Submitted to: International Auchenorrhyncha Congress
Publication Type: Proceedings
Publication Acceptance Date: 6/15/2005
Publication Date: 8/7/2005
Citation: Ranger, C.M., Backus, E.A. 2005. Cell-rupture feeding by empoasca spp.: how it causes hopperburn and plants defend against it. Proceedings of the 12th. International Auchenorrhyncha Congress. p.S-5-6.

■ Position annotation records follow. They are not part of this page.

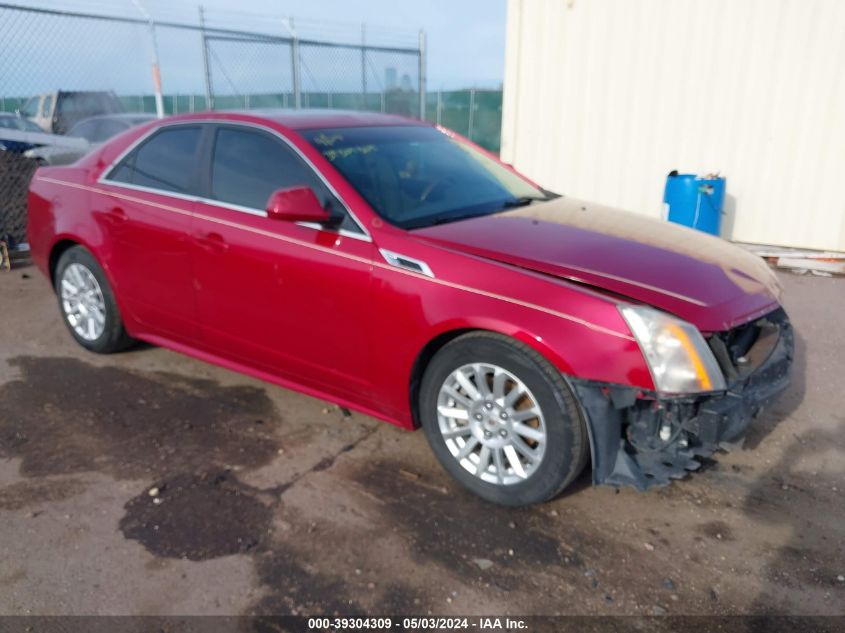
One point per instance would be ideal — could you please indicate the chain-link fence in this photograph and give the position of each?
(59, 67)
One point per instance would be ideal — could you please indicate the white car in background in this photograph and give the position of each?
(93, 130)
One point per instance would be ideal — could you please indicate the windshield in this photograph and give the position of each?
(417, 176)
(17, 123)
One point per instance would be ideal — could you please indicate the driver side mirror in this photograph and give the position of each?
(297, 204)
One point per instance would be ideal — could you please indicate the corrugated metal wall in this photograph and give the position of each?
(604, 97)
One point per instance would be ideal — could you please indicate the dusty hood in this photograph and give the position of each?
(701, 278)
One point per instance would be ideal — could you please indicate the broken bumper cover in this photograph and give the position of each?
(638, 439)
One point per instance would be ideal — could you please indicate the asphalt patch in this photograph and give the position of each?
(197, 517)
(65, 416)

Interpretive Summary: Hopperburn is a noninfectious plant disease attributed to the direct feeding damage caused by Empoasca spp. leafhoppers (Cicadellidae: Typhlocybinae). The work described in this proceedings paper shows exactly which feeding strategies and tactics cause hopperburn symptoms, and how certain plants can deter those types of feeding. Some host plants stimulate the insects to switch their feeding tactic to a less-damaging one. Others deter feeding via glandular trichomes which secrete nonvolatile fatty acides that act as behavioral deterrents. Knowledge of how feeding causes damage has allowed crop breeding companies to select plants for their ability to prevent feeding, ultimately leading to resistant crop varieties.

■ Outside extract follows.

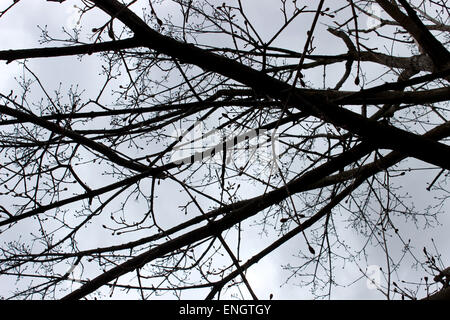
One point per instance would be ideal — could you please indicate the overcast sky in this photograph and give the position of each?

Technical Abstract: Hopperburn is a noninfectious plant disease attributed to the direct feeding damage caused by Empoasca spp. leafhoppers (Cicadellidae: Typhlocybinae). Cell rupturing is the characteristic feeding strategy employed by all Empoasca spp. (Backus et al. 2005). Electrical penetration graph monitoring determined three different stylet penetration tactics comprise the cell rupturing strategy, namely, lacerate-and-sip, lacerate-and-flush, and lance-and-ingest. While all Empoasca spp. possess the same repertoire, variations of the tactics and the tissues in which they are performed influence whether or not the hopperburn cascade will be initiated. Empoasca salivary components amplify the severity of the wound response first initiated by mechanical damage. Thus, initiation of the cascade of plant physiological events that cause hopperburn is termed a saliva-enhanced wound response. The combination of mechanical damage and salivary stimuli results in localized necrosis within probed regions, enlargement and proliferation of phloem parenchyma and vascular cambial cells. Vascular bundles become disorganized, collapsed, and constricted, resulting in an accumulation of photoassimilates in the leaves. Plants can successfully defend themselves against hopperburn by altering the repertoire of Empoasca feeding tactics. Elevated healing/ compensatory responses to mechanical and salivary factors can also minimize hopperburn symptoms.